Considering our economic challenges, some have suggested that now is the time to raise taxes. Doing so, however, would only deepen and prolong our economic downturn. I believe in lower taxes and have consistently fought to provide all Mississippians with tax relief. Congress needs to build on this recent action and pass additional tax relief to help spur economic activity.
TAX RELIEF FOR MISSISSIPPIANS
The tax relief passed last month contained a number of provisions beneficial to Mississippi, including a one-year extension of Alternative Minimum Tax (AMT) relief. While perhaps not a household name, the AMT is a serious problem facing more and more families each year. In 1969, the federal government introduced the AMT as a way to ensure 155 of the wealthiest Americans paid their taxes. The tax was never indexed for inflation, however, and today the AMT targets 23 million Americans, threatening to raise their taxes by an average of $2,300 per year. The legislation recently passed provided a one-year shield for those 23 million taxpayers, but Congress should take additional action to permanently repeal this unintended tax.
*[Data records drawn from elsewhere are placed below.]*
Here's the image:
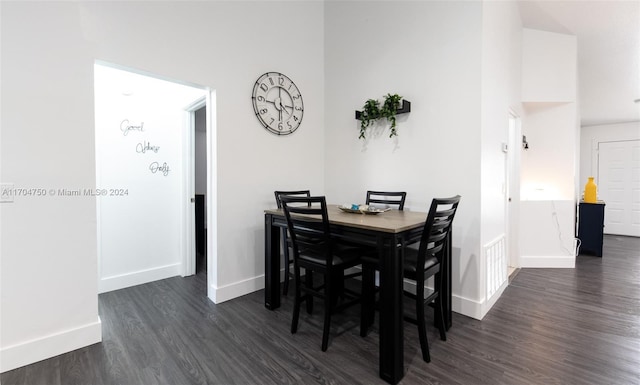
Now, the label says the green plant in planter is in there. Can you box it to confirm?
[358,94,402,139]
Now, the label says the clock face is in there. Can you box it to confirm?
[251,72,304,135]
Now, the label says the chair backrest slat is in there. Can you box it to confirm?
[281,195,333,266]
[365,190,407,210]
[274,190,311,209]
[417,195,460,266]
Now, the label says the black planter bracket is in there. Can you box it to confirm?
[356,99,411,120]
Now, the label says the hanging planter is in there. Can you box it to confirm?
[356,94,411,139]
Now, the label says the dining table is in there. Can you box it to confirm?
[264,204,451,384]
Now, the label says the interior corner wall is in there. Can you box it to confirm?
[478,2,523,318]
[0,1,325,371]
[0,2,102,372]
[95,65,206,293]
[520,29,579,268]
[325,1,482,317]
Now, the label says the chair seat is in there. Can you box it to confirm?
[404,248,440,279]
[300,246,362,266]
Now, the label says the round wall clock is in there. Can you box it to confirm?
[251,72,304,135]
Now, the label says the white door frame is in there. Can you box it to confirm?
[181,96,209,277]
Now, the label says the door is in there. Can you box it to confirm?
[596,140,640,237]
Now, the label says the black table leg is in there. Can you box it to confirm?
[378,237,404,384]
[264,214,280,310]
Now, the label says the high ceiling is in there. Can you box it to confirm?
[519,0,640,126]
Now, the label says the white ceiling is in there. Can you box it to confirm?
[519,0,640,126]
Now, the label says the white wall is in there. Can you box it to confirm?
[578,122,640,186]
[0,1,325,371]
[325,1,484,314]
[0,2,101,371]
[522,28,578,102]
[95,65,205,293]
[194,108,207,195]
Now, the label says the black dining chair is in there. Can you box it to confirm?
[280,196,363,351]
[274,190,311,295]
[365,191,407,210]
[360,195,460,362]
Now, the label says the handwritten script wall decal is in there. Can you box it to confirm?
[120,119,144,136]
[136,141,160,154]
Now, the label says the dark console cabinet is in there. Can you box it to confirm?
[578,202,604,257]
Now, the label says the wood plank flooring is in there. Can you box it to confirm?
[0,236,640,385]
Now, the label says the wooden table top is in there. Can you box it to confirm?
[264,204,427,233]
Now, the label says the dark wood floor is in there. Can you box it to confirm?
[1,236,640,385]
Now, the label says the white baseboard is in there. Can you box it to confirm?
[98,263,182,293]
[209,274,264,304]
[0,317,102,373]
[520,255,576,269]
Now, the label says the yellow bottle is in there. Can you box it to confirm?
[584,176,598,203]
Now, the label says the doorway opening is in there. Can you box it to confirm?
[505,110,524,281]
[94,62,215,293]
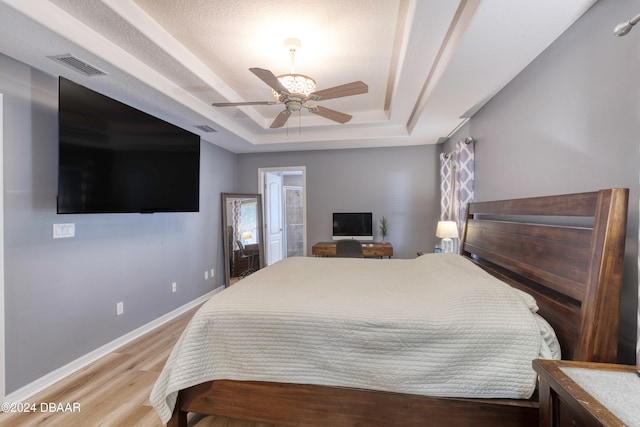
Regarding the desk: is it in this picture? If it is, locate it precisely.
[533,360,640,426]
[311,241,393,258]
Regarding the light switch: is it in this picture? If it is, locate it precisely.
[53,222,76,239]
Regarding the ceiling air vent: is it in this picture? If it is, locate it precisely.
[196,125,218,132]
[48,53,107,77]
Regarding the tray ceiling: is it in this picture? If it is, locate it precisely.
[0,0,595,153]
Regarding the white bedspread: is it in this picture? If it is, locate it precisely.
[151,254,548,423]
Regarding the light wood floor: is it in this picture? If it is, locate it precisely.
[0,309,280,427]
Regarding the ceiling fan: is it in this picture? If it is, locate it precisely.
[211,39,369,129]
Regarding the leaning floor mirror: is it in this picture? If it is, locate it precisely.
[221,193,264,287]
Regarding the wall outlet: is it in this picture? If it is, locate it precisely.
[53,222,76,239]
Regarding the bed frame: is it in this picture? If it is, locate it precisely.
[168,189,628,427]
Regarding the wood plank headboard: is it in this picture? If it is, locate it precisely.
[462,188,629,363]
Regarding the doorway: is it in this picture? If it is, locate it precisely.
[258,166,307,265]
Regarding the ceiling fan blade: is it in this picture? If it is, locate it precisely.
[269,110,291,129]
[249,68,290,95]
[309,105,353,123]
[211,101,278,107]
[309,81,369,101]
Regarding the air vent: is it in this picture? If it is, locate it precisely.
[196,125,218,132]
[48,53,107,77]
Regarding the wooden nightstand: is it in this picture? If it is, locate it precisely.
[533,359,640,426]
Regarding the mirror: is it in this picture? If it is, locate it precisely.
[221,193,264,287]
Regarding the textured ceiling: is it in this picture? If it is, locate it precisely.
[0,0,595,152]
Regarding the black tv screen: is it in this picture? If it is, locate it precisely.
[57,77,200,214]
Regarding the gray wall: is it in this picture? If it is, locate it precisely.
[238,145,440,258]
[0,55,236,393]
[443,0,640,364]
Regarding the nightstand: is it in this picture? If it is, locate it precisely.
[533,359,640,426]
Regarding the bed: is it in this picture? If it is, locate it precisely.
[152,189,628,427]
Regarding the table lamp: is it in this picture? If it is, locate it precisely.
[436,221,458,252]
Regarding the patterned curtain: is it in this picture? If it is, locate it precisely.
[440,137,475,252]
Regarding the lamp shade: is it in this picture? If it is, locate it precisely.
[436,221,458,239]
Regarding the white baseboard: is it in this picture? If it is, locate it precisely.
[4,286,224,402]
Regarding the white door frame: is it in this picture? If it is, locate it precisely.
[258,166,307,259]
[0,93,6,402]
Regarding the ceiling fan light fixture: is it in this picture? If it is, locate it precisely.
[271,74,316,100]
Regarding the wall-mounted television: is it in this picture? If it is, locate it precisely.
[333,212,373,240]
[57,77,200,214]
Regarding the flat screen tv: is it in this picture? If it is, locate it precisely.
[333,212,373,240]
[57,77,200,214]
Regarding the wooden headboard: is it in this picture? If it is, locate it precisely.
[462,188,629,363]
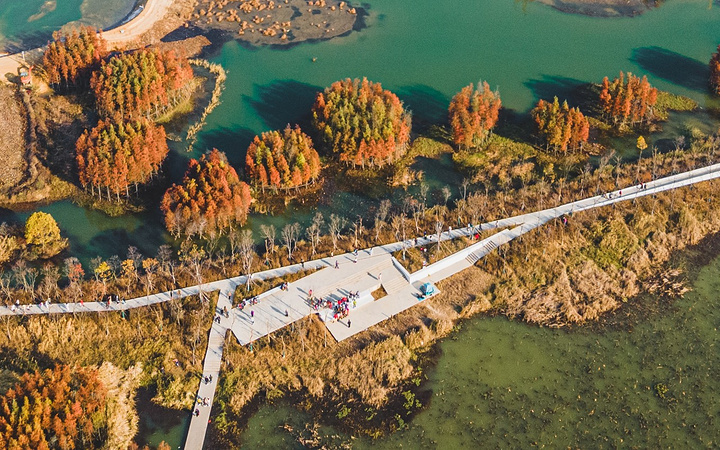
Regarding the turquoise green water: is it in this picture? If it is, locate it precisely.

The bill also contained provisions important to Mississippi’s schools, including a four-year extension of the Secure Rural Schools Act. This legislation provides federal funding for several Mississippi school districts in counties where federal land ownership reduces local property tax collection. Additionally, the educator’s deduction was extended, allowing teachers to deduct up to $250 of their out-of-pocket classroom expenses from their federal tax bill.
Finally, to further assist rebuilding efforts along Mississippi’s Gulf Coast, the bill extended the increased rehabilitation tax credit originally included in the GO Zone legislation. This credit helps encourage businesses and developers to rebuild and restore historic buildings that were damaged by Katrina.
SET TO EXPIRE
While this recently-passed tax relief was a positive development, more needs to be done to ensure taxes aren’t raised on families and small businesses. Sweeping tax cuts implemented in 2001 and 2003 should be made permanent. These measures cut taxes for everyone by lowering all tax brackets, including the creation of the new 10 percent bracket for low-income taxpayers. This tax relief also included a reduction in the marriage penalty, an increase of the child tax credit, and a phasing-out of the “death tax” that hurts small businesses and family farms. This tax relief is set to expire in 2011, and unless Congress acts to extend these measures or make them permanent, families will be hit with the largest tax increase in our nation’s history.
CONTINUED TAX RELIEF
I was glad Congress took the action it recently did to extend key tax relief provisions. Since 2001, I believe we have put into place many pro-growth, pro-taxpayer policies that are beneficial to Mississippi and our entire country. It is important that Congress build on recent legislative success and work to pass additional tax relief and extend current tax relief provisions that are set to expire. Doing so will put more money in your pocket and place us on the road to economic recovery.